The United Nations has also announced that more than 423,000 people have now been forced to flee their homes in Gaza due to the Israeli military onslaught against the besieged enclave.
The number of displaced people in Gaza rose by an additional 84,444 people late on Thursday and has now reached 423,378, the UN’s Office for the Coordination of Humanitarian Affairs (UNOCHA) said.
UNOCHA also issued an emergency appeal for $294m to address “the most urgent needs” of Palestinian people in Gaza and the occupied West Bank.
The funds are needed to help more than 1.2 million people, added UNOCHA, stressing that aid groups do not have “the resources required to adequately respond to the full range of needs of vulnerable Palestinians”.
The head of the World Health Organization on Thursday said he has asked Egypt to help transfer medical supplies to neighboring Gaza as the humanitarian crisis in the enclave deepens under Israeli bombardment.
WHO Director-General Tedros Adhanom Ghebreyesus stated Egyptian President Abdel Fattah El-Sisi had agreed to help in transferring medical supplies through the crossing that connects Egypt with southern Gaza.
“I’m really worried. My heart goes to all those who have lost their lives and their families both from Israel and Palestine.
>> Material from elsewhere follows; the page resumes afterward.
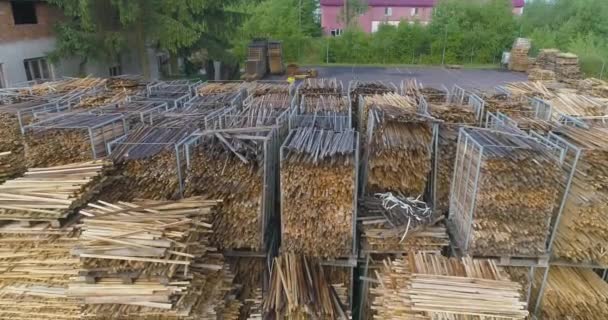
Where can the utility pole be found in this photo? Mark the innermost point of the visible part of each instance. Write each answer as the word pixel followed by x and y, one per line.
pixel 445 40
This is a very sad moment,” he told reporters in Lyon, France.
Under the Israeli siege, the only corridor through which Palestinians or aid can pass in and out of Gaza is the Rafah Crossing that borders Egypt.
Supplies have dwindled so low at hospitals in Gaza that it is feared the hospitals will become morgues.
Avril Benoit, executive director of Doctors Without Borders USA, told CNN on Thursday that one hospital used three weeks of supplies within three days due to the influx of patients.
As a result of the siege, she said there is a looming crisis as hospitals are not able to bring in more supplies, fuel, water and staff.
“The situation in the hospitals is absolutely overwhelming,” Benoit continued, adding, “I do agree with the analysis and the commentary from the International Committee of the Red Cross that the hospitals will become morgues.”
Benoit said that without electricity critical patients — like babies in incubators, people on dialysis and those on respirators — would be without care.
“What we are hearing from the hospitals that we support is that it is very difficult for patients to even reach the hospitals,” she noted, adding, “Everyone is just terrified to move.”
“It’s impossible for staff sometimes, medical staff, to be able to go to work. And if they do go to work they don’t know if they will ever see their families again at night.”
She stressed hospitals are running short on anesthesia to do surgeries and even four ambulances were destroyed by air strikes as they were transporting patients.